At a Stockholm news conference, the academy’s Secretary General Goran K. Hansson and a panel of Nobel jurors presented one half of the physics prize to Syukuro Manabe and Klaus Hasselmann “for the physical modelling of Earth’s climate, quantifying variability and reliably predicting global warming.”

Hansson said the other half of the prize has been awarded to Giorgio Parisi “for the discovery of the interplay of disorder and fluctuations in physical systems from atomic to planetary scales.” 

The panel said the work of Manabe and Hasselmann “laid the foundation of our knowledge of the Earth’s climate and how humanity influences it.”

Born in Japan and now a senior meteorologist at Princeton University, Manabe pioneered studies in how increased levels of carbon dioxide in the atmosphere lead to increased temperatures at the surface of the Earth. 
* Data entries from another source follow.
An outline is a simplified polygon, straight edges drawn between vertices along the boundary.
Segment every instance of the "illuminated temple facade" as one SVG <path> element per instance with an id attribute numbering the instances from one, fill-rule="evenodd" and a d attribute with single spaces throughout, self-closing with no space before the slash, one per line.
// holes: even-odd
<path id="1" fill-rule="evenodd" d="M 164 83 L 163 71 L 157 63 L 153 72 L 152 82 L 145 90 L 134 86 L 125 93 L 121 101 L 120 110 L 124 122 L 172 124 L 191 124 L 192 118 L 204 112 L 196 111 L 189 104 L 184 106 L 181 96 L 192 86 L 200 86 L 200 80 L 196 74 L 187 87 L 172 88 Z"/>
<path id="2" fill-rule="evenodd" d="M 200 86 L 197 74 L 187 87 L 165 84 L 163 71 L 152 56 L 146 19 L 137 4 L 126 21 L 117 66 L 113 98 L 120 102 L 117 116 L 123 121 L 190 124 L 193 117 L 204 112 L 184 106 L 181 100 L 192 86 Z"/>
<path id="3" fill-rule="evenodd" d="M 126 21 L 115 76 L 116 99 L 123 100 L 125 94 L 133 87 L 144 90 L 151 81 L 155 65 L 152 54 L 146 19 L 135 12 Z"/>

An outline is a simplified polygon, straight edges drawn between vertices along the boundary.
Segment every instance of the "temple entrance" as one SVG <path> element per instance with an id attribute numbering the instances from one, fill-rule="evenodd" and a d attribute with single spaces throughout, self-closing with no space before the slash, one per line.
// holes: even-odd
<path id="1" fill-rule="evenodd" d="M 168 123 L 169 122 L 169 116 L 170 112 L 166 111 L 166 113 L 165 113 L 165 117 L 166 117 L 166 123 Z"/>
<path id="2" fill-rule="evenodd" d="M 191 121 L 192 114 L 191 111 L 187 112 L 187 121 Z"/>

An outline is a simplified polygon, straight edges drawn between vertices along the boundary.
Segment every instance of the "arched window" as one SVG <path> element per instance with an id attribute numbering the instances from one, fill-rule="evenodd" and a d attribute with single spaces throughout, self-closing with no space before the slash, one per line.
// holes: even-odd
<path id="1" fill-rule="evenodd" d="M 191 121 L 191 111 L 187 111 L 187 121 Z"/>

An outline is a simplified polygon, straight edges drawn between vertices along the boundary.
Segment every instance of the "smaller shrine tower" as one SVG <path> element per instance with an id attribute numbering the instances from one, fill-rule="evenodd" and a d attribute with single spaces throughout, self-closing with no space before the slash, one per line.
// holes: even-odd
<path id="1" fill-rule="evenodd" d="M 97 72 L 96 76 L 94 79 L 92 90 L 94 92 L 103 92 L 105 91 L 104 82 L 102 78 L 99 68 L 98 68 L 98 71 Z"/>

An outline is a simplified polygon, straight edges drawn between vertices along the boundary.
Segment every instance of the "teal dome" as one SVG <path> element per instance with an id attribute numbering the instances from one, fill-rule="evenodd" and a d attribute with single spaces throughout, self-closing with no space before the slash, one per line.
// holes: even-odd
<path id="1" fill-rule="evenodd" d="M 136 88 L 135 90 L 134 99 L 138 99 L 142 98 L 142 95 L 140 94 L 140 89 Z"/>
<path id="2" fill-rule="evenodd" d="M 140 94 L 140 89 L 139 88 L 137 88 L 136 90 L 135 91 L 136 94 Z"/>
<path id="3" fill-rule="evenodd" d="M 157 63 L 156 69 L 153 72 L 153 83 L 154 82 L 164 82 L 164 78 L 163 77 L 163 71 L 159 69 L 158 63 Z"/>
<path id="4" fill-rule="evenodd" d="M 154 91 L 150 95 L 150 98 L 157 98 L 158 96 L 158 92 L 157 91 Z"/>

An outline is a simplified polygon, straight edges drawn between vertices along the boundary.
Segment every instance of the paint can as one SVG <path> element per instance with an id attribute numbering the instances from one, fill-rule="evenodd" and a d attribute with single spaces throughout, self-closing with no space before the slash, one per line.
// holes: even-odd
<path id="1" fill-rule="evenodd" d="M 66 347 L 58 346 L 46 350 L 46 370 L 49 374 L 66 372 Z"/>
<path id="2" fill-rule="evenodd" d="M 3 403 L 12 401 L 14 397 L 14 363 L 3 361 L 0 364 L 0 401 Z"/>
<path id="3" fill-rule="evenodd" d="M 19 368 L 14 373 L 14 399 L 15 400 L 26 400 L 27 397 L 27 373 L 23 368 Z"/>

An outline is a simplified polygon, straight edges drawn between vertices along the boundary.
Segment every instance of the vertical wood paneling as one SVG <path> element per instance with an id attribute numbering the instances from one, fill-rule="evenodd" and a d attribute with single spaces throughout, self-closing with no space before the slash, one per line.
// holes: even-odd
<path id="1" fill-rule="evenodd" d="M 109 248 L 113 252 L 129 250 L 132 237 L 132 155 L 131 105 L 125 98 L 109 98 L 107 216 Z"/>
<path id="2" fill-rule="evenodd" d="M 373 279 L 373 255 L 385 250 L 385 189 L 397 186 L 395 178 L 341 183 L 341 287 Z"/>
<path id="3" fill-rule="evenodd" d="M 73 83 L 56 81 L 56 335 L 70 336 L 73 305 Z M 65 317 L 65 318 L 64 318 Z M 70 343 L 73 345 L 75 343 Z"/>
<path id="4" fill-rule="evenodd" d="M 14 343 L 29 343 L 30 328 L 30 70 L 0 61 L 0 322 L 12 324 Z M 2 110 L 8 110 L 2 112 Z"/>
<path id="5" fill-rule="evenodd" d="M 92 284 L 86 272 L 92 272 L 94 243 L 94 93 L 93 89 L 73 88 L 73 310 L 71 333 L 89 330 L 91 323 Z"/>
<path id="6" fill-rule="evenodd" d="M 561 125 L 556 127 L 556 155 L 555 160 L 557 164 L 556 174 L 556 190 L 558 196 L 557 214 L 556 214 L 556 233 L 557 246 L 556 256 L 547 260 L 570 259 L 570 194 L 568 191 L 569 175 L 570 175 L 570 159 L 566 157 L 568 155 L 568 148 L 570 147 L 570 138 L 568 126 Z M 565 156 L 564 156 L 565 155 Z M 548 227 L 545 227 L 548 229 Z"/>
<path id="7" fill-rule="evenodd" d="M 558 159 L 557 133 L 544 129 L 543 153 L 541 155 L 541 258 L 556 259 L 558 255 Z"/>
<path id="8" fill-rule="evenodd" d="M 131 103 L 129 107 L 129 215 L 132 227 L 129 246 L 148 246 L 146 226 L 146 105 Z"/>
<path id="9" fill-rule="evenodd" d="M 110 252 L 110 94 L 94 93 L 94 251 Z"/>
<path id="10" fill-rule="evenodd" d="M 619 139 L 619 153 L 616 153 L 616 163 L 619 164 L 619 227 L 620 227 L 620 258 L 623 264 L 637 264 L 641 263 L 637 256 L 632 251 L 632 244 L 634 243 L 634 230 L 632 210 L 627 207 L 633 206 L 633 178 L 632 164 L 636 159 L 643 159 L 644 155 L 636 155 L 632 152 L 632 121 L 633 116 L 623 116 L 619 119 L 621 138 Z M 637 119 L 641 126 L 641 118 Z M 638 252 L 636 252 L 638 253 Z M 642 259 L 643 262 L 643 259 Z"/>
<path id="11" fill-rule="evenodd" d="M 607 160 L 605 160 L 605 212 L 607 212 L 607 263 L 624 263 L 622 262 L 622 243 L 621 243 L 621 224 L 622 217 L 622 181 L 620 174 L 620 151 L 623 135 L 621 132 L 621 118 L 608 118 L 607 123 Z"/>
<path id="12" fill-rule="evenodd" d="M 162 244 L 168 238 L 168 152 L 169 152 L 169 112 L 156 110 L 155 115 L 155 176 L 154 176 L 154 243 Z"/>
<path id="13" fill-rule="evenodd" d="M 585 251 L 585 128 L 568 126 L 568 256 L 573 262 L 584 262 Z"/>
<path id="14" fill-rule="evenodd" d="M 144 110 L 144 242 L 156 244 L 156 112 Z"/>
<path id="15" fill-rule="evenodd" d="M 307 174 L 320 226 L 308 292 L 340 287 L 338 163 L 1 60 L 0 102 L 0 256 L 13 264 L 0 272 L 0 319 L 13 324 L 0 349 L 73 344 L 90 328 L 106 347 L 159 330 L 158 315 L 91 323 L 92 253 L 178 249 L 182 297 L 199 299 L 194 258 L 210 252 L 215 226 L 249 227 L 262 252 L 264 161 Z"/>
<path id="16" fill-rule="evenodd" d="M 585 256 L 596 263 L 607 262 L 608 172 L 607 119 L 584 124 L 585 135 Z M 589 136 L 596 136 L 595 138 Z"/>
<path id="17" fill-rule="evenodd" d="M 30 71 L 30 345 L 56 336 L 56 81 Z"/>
A professor of meteorology at Max Planck Institute for Meteorology, in Hamburg, Germany, Hasselmann created a model that links together weather and climate, thus answering the question of why climate models can be reliable despite weather being changeable and chaotic.

And Sapienza University of Rome physicist Parisi, over the course of his career, discovered hidden patterns in disordered complex materials, making it possible to understand and describe many different and apparently entirely random materials and phenomena in all areas of science and mathematics.

The three scientists will split the $1.1 million cash prize.  The Nobel Prize for medicine was awarded Monday, with prizes for chemistry, literature, peace and economics to be awarded later this week and early next week.

Some information for this report was provided by the Associated Press, Reuters and Agence-France Presse.